I also am with you, on the strong female vibe acting like invisible armor.  I'm slightly twitchy when touched unexpectedly, and because I am not super girly, I feel like I get put in some sort of weird untouchable/hologram /statue category of interaction. I also have the slow-to-make-friends issue.

So ok, maybe some solutions... If you are at University, you probably have some sort of low cost massage school/program nearby. It is completely reasonable to request gender/age/touch firmness that feels safe/good to you. I'd say try some (probably standard style, initially) massage, until your brain goes from touch starved to touch hungry. In the mean time, maybe keep looking for compatible people.

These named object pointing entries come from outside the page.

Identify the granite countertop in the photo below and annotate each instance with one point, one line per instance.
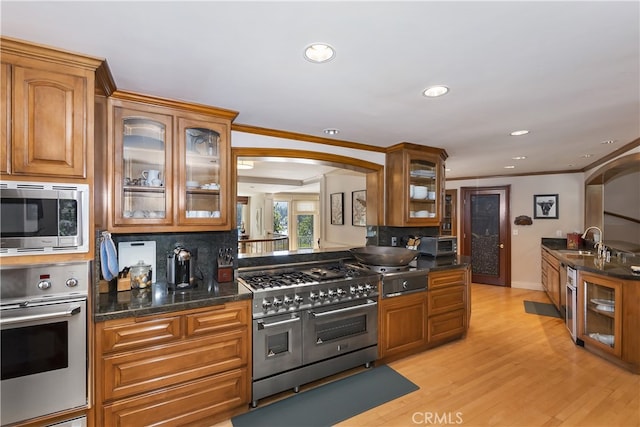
(160, 299)
(615, 268)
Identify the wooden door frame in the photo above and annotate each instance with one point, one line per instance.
(504, 278)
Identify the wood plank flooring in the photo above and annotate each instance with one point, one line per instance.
(512, 369)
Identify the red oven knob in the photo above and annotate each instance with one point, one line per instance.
(44, 285)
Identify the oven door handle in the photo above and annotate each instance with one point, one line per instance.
(71, 311)
(343, 310)
(262, 325)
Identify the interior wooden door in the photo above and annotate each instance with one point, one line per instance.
(486, 234)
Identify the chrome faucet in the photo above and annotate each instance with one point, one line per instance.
(599, 245)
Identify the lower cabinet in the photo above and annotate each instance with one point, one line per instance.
(550, 277)
(414, 322)
(447, 304)
(402, 324)
(185, 367)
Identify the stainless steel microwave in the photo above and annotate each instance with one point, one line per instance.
(43, 218)
(439, 245)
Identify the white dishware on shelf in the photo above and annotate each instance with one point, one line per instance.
(420, 192)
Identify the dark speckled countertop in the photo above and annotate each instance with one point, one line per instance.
(615, 268)
(160, 299)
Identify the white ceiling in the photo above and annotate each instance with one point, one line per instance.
(567, 71)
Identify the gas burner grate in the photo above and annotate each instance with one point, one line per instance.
(277, 279)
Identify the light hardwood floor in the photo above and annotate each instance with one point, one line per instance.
(512, 369)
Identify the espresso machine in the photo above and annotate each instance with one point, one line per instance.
(181, 267)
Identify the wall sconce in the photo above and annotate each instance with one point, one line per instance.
(245, 164)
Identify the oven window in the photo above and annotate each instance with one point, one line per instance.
(34, 349)
(277, 344)
(341, 328)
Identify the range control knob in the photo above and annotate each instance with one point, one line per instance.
(44, 285)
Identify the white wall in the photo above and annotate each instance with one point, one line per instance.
(525, 245)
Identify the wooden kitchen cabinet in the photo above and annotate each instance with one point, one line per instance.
(415, 185)
(184, 367)
(550, 277)
(448, 305)
(418, 321)
(47, 111)
(402, 324)
(168, 166)
(609, 318)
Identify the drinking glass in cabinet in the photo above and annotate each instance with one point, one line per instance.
(202, 169)
(143, 167)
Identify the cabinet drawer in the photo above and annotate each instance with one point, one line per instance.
(447, 299)
(195, 403)
(439, 279)
(130, 334)
(447, 325)
(167, 365)
(218, 319)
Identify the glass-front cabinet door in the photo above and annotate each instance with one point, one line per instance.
(414, 185)
(601, 315)
(202, 181)
(142, 172)
(423, 188)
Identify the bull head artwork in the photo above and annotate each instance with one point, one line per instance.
(546, 206)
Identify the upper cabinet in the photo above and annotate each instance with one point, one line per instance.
(415, 185)
(168, 166)
(47, 102)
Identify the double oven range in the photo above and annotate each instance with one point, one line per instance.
(43, 326)
(310, 320)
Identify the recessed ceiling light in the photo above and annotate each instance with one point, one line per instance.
(435, 91)
(319, 52)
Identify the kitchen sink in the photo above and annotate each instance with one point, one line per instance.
(570, 253)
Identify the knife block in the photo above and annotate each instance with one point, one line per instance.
(224, 273)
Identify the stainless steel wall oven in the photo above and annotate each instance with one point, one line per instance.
(43, 327)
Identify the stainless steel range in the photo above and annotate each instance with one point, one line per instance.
(310, 320)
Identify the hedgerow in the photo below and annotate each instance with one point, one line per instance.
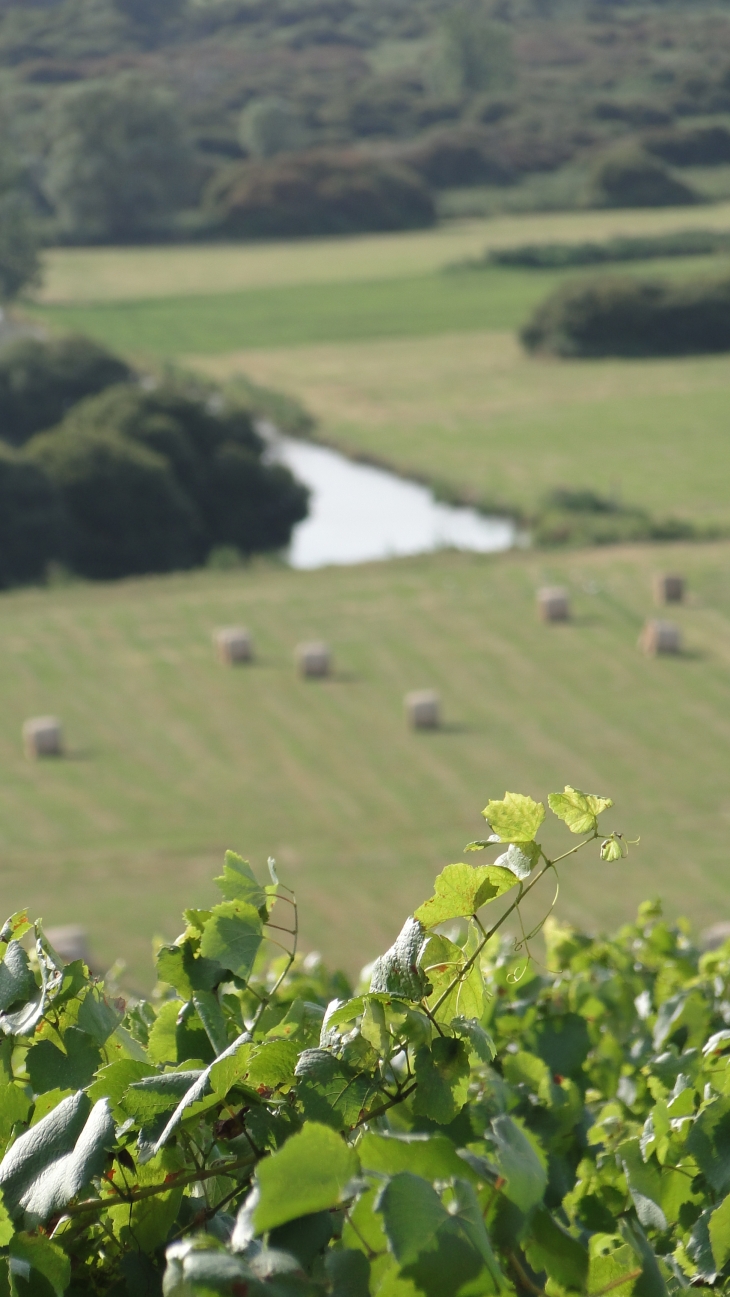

Sometimes the gay/kink communities are pretty good about sensation without sex. I once told everyone at my regular dance night that I was making a policy of hello and goodbye hugs from everyone willing.  Only 2 people out of about 40 said "no thanks" and now they do it automatically.  Also, groups that include older generations (probably 65+) were raised with more social touch (pats, hand touches, shoulder grasps, etc) and would probably enjoy more social interactions that included touch.

If that's not your cup of tea, maybe try sensation without people. Like pet shelter, fabric store, swimming, being outdoors, etc.

I hope that's some help. The kissing part is pretty hard to arrange without a ton of concrete conversation. I think not being desperate for touch can help us radiate a more appealing aura or level of muscular tension. Which can lead to better touch interactions. I wish you good luck (please wish me well, too).